Mice were depleted of complement by treatment with cobra venom factor (CVF, Naja naja kaouthia; Quidel) as previously described (32). Complement depletion was induced by three i.p. injections of 4 U of CVF at 12-h intervals with the last injection 12 h before injection of anti-GBM. This treatment decreases serum C3 levels to <10% of normal (32).

Statistical analysis

Survival curves were plotted by the method of Kaplan and Meier and compared by the log-rank test (Mantel-Haenszel test). This analysis takes into account the time of death as well as the absolute numbers of mice surviving. Other comparisons were made between CRP-treated and saline-treated mice using either the two-tailed Student’s t test or the Mann- Whitney U test for nonparametric data. Graphical and statistical analyses were performed using GraphPad Prism software version 4.0 (GraphPad Software).

	Results

Top Abstract Introduction Materials and Methods Results Discussion Disclosures References

 
CRP treatment prevents and reverses proteinuria in B6 mice with NTN

We previously demonstrated that CRP treatment prevents and reverses NTN in B6 mice (23). These experiments were repeated here to define the conditions required for the analysis of mechanisms involved in CRP-mediated protection. NTN was induced in B6 mice as described in Materials and Methods using three daily doses of anti-GBM serum on days 0, 1, and 2. Mice were treated with 200 µg of CRP or saline on day 0 (early CRP treatment). Some of the saline-treated mice (n = 6) were injected with 200 µg of CRP on day 9 (late CRP treatment). Proteinuria was measured daily using Albustix on a 0–5+ scale. The mice that were treated with CRP on day 0 were largely protected from the onset of severe proteinuria for the duration of the experiment, although mild proteinuria developed slowly over time in some mice.

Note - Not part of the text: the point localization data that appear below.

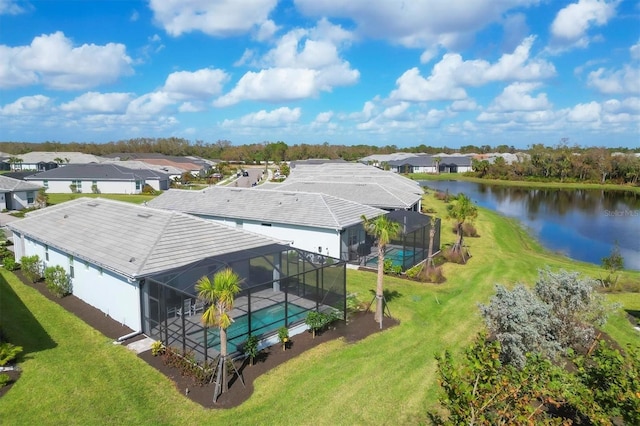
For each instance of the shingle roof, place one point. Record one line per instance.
(273, 206)
(130, 239)
(98, 172)
(8, 184)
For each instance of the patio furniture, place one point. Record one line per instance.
(197, 307)
(185, 309)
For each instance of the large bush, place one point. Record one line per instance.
(559, 313)
(31, 267)
(57, 280)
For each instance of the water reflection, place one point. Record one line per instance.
(583, 224)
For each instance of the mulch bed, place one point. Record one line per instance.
(358, 326)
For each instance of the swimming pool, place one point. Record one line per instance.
(396, 255)
(262, 321)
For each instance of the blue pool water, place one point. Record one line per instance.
(397, 256)
(262, 321)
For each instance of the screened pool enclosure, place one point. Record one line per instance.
(411, 246)
(280, 286)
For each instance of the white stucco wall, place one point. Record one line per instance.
(110, 293)
(305, 238)
(20, 199)
(105, 187)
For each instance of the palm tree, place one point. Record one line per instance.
(462, 210)
(219, 294)
(383, 230)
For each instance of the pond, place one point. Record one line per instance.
(582, 224)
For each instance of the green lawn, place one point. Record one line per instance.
(74, 375)
(131, 198)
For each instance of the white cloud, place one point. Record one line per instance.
(150, 104)
(572, 23)
(93, 102)
(203, 83)
(212, 17)
(301, 65)
(516, 97)
(634, 51)
(53, 61)
(324, 117)
(10, 7)
(624, 81)
(416, 23)
(280, 117)
(452, 73)
(28, 105)
(267, 29)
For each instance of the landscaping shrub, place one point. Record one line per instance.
(432, 274)
(251, 348)
(468, 230)
(31, 267)
(8, 352)
(454, 256)
(157, 348)
(57, 280)
(9, 263)
(4, 379)
(317, 321)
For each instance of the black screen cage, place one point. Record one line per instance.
(280, 285)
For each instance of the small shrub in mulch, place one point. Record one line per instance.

Mice that were treated with CRP on day 9 showed a rapid reversal of proteinuria (Fig. 1A). To measure renal function, BUN was measured on day 29. Both the early and late CRP treatments reduced the level of BUN, which is considered a more reliable measurement of renal function than proteinuria (Fig. 1B). The survival of mice treated with CRP on day 0 was also significantly improved over saline-treated mice, Fig. 1C. To determine the dose requirements for CRP and to ensure that the effect of treatment was not due to any possible minor contaminant of the purified CRP, rCRP was tested. Mice were treated on day 0 with different concentrations of purified human CRP or with 200 µg of rCRP that had been dialyzed and depleted of endotoxin. As seen in Fig. 1D, full protection required 200 µg of CRP and rCRP was similarly effective as native purified human CRP in preventing proteinuria.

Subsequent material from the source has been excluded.